Ebby DeWeese

No. 8, 14, 52
- Position: Guard

Personal information
- Born: September 7, 1904 Miamisburg, Ohio, U.S.
- Died: July 18, 1942 (aged 37) West Carrollton, Ohio, U.S.
- Listed height: 6 ft 0 in (1.83 m)
- Listed weight: 188 lb (85 kg)

Career information
- College: none

Career history
- Dayton Triangles (1927–1928); Portsmouth Spartans (1930);
- Stats at Pro Football Reference

= Ebby DeWeese =

American football player (1904–1942)

William Everett "Ebby" DeWeese (September 7, 1904 – July 18, 1942) was an American professional football player who played three seasons in the National Football League (NFL) with the Dayton Triangles and Portsmouth Spartans.

==Early life==
William Everett DeWeese was born on September 7, 1904, in Miamisburg, Ohio. He did not play college football.

==Professional career==
DeWeese signed with the Dayton Triangles of the National Football League (NFL) in 1927. He played in six games, starting four, for the Triangles during the 1927 season and wore jersey number 8. He was listed as a guard that year. The Triangles finished the 1927 season with a 1–6–1 record. DeWeese appeared in one game as a halfback for the team in 1928, wearing No. 14. He became a free agent after the season.

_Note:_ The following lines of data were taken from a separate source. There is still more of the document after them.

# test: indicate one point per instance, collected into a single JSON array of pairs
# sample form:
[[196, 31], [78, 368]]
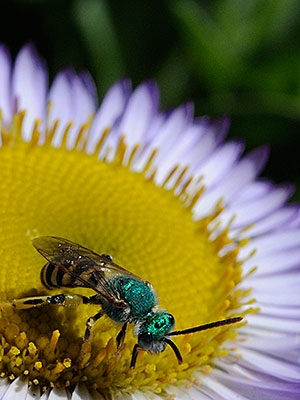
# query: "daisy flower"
[[176, 205]]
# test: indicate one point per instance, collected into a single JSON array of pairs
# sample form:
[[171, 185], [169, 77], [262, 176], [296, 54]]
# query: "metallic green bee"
[[123, 296]]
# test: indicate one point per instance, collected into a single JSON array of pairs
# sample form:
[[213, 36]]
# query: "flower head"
[[164, 195]]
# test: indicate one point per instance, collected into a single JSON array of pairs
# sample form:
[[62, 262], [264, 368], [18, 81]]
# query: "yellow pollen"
[[149, 230]]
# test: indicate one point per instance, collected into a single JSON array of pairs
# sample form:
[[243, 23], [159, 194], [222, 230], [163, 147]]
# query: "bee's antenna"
[[175, 349], [203, 328]]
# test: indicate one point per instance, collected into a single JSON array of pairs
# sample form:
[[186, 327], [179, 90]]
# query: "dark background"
[[234, 57]]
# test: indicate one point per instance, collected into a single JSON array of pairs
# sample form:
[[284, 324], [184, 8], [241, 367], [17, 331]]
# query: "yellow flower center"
[[148, 229]]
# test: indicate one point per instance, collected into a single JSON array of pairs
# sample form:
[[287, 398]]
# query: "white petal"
[[109, 113], [256, 209], [279, 219], [223, 391], [243, 173], [29, 86], [269, 364], [16, 390], [220, 162], [70, 101], [138, 114], [6, 104], [272, 243], [273, 324]]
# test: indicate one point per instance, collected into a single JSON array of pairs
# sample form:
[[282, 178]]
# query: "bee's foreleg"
[[121, 336], [58, 299], [87, 340], [90, 323], [135, 352]]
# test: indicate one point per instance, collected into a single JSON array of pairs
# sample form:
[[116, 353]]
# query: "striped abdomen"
[[52, 277]]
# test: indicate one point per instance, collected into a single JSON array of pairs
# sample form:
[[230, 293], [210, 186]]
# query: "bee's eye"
[[107, 256], [145, 340]]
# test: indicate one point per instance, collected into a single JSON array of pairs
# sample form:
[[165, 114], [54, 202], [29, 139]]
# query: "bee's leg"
[[90, 323], [134, 355], [121, 336], [87, 340], [58, 299]]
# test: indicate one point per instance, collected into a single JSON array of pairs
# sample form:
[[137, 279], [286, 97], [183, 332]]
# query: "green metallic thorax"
[[158, 325], [137, 295]]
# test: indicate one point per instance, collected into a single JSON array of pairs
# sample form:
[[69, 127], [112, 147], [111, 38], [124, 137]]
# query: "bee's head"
[[153, 330]]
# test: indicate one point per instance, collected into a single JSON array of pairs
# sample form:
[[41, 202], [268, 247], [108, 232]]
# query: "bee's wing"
[[67, 255]]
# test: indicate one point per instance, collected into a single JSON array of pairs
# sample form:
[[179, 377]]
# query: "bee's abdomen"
[[52, 277]]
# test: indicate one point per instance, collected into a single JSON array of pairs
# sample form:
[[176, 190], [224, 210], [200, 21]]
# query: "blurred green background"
[[236, 57]]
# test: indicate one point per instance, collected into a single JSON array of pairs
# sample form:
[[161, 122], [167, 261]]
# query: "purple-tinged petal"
[[167, 137], [17, 390], [4, 385], [6, 104], [251, 192], [238, 177], [274, 325], [29, 87], [223, 391], [220, 162], [140, 109], [271, 263], [278, 220], [262, 387], [109, 112], [271, 243], [90, 87], [250, 212], [264, 362], [61, 106], [70, 101], [205, 147]]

DeWeese played in 11 games, starting four, for the Portsmouth Spartans during the team's inaugural season in 1930. The Spartans finished the season with a 5–6–3 record. He was listed as a guard and end while with the Spartans and wore No. 52.

==Personal life==
DeWeese died on July 18, 1942, in West Carrollton, Ohio at the age of 37. He is buried in Hill Grove Cemetery in Montgomery County, Ohio.